Thankfully, the position is now much clearer following the decision of the EAT in Jakkhu v Network Rail Infrastructure Ltd (2019) – the claimant was dismissed in a manner that the claimant considered was discriminatory but this was appealed and he was reinstated. The ET in the case, found that the dismissal had ‘vanished’ and so could not be relied upon. This was found to be an error of law, as explained in paragraph 57-58 of the judgement:

The ET’s primary view was that the question did not need to be answered, because the subsequent reinstatement of the Claimant meant the dismissal vanished. That, however, was to view what had happened through the prism of the case law on “dismissal”; to focus on the reinstatement of the Claimant and what that meant for the continuity of his employment rather than on the actual act of which he was complaining, which was the initial dismissal itself …

The Respondent argues that the ET was entitled to view what had happened in context, which included the subsequent reinstatement and the fact that the Claimant suffered no pecuniary loss.

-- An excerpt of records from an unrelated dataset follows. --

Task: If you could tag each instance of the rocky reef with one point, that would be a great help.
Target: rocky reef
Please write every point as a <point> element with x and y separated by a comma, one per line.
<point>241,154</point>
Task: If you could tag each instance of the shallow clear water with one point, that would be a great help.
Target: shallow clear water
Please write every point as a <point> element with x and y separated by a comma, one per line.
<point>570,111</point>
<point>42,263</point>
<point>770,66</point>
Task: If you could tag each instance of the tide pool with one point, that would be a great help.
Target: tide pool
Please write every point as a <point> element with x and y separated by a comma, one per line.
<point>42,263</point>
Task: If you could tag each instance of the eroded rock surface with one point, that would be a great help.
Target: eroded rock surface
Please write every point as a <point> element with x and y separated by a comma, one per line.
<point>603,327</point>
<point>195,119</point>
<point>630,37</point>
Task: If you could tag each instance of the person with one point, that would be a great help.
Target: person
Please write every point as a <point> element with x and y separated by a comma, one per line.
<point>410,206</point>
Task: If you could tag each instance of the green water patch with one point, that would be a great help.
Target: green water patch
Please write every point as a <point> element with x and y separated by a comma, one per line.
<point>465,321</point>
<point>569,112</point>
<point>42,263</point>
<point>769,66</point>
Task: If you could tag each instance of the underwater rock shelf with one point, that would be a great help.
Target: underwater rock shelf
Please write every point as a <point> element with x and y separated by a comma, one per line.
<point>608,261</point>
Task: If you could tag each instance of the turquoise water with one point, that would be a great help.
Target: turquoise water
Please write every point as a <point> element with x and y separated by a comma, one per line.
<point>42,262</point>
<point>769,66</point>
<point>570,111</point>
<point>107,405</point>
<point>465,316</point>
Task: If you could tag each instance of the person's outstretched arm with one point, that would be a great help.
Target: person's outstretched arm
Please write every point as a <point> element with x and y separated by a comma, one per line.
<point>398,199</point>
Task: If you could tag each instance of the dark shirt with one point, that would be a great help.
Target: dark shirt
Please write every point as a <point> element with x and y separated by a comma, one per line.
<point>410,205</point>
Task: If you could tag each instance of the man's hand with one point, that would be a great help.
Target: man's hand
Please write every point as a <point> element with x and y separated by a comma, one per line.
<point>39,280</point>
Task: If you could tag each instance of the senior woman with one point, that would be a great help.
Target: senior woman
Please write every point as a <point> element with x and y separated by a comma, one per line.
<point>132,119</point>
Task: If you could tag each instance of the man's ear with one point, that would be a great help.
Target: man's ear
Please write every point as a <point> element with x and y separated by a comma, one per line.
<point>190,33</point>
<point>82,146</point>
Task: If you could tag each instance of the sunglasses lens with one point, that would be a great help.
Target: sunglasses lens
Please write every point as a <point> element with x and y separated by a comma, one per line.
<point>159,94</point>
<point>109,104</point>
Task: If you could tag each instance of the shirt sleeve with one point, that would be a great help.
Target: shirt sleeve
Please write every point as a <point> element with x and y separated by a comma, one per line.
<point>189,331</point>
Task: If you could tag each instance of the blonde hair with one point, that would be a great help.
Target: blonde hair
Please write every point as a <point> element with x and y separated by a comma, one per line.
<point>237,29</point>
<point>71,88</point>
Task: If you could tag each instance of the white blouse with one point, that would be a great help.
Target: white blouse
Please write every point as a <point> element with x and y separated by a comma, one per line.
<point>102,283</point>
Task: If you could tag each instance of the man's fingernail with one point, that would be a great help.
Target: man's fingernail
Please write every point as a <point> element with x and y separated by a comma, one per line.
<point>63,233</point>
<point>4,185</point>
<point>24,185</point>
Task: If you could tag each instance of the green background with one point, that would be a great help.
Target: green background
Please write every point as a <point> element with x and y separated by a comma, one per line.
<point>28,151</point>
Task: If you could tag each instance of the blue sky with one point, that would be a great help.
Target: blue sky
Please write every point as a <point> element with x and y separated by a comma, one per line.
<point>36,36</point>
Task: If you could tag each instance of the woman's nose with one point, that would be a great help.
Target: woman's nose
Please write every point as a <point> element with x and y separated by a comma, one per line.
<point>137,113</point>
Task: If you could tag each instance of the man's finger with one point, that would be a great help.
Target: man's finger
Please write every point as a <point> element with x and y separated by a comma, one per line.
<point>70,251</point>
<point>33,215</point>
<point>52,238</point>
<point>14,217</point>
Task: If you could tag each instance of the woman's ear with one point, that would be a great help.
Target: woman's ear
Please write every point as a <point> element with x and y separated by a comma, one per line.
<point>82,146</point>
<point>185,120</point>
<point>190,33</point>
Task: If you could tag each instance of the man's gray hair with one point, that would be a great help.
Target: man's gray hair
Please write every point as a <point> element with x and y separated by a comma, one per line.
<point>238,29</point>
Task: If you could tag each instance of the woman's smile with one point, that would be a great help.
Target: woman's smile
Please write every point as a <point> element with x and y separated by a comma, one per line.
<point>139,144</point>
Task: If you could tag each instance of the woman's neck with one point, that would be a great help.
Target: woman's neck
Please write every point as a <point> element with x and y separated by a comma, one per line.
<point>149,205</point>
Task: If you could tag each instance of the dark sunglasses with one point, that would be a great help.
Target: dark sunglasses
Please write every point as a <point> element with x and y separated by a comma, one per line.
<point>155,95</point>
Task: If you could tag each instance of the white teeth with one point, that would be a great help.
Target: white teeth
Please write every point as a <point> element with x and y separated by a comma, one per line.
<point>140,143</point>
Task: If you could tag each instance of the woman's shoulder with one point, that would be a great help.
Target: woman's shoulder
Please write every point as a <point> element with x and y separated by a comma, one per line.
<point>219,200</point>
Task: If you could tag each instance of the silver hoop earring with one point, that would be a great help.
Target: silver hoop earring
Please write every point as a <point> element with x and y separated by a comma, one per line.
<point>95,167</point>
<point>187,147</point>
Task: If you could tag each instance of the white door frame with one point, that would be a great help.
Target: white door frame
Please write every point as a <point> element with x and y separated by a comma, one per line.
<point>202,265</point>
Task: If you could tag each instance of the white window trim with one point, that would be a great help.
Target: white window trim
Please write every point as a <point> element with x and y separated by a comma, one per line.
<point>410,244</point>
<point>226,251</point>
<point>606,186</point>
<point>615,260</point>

I do not, however, accept that that provided a complete answer in this case. This was a claim under the EqA, which allows for compensation to be awarded for nonpecuniary damages, including injury to feelings. Moreover, the ET is required to adopt a broad approach to its consideration of whether a detriment has been established: a dismissal – even if subsequently withdrawn – can give rise to a detriment and I am satisfied that the ET was wrong to hold otherwise.

And so, in Jakkhu there is now a clear statement that an overturned dismissal (and by analogy I think an overturned warning, grievance outcome etc) is still potentially a detriment for discrimination purposes which would mean if there is a concurrent unfair dismissal and discriminatory dismissal employment tribunal claim then even if the dismissal vanishes in the unfair dismissal claim there still remains a detriment for a discrimination claim.

And so, the magical vanishing dismissal is not entirely dissembled, if there is a discrimination complaint as well it is possible for that to remain, although of course the extend to which an allowed appeal mitigates any injury to feelings will be very likely to be an issue.